According to researchers from Georgia Institute of Technology and Cornell University, the bigger the dinnerware, the bigger the portion people will consume. People who use larger plates could end up serving 9 percent to 31 percent more than they actually would.
Research showed that since 1900, average size of dinner plates has increased by almost 23 percent. Eating only 50 more calories a day could raise the weight by 5 pound each year.
225 students participated in the study and were asked to pour a specified amount of tomato soup into 1 of 7 different sized bowls. Out of the 7 bowls, 3 were smaller, 3 were larger and 1 was the control bowl. Observations showed that less than the target serving size of soup was served into the smaller bowls and more was served into the larger bowls.
It was found in the follow-up experiments that even with education, awareness or practice, the bowl bias was nearly impossible to eliminate. People tended to over-serve in larger bowls up to 31 percent more than normal.

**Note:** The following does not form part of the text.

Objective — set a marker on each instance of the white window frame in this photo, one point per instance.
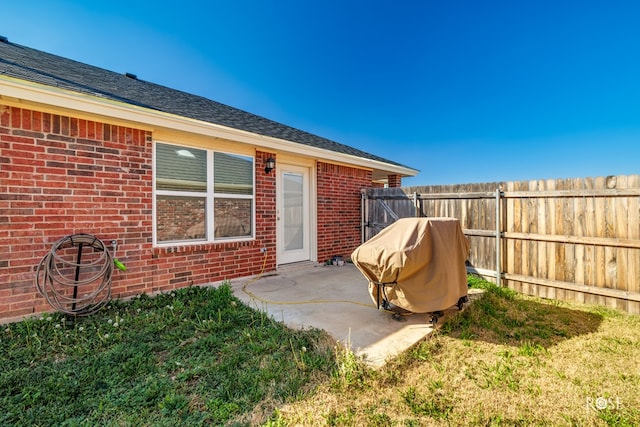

Such phenomenon might be explained by Delboeuf illusion, which is an optical illusion of relative size perception. People are likely to believe size of a circle is much smaller when surrounded by a large circle. When people place food onto a small plate, the serving size looks relatively larger than it is. This would lead people to underserve.
However, reduction of bowl bias is possible through changing color of tablecloth or plate. On average, people would reduce serving by 21 percent when color of plate was changed, and by 10 percent when color of tablecloth was changed.
In the presence of the perception biases, researchers concluded that the best solution is to replace larger dinnerware by smaller ones or contrast ones.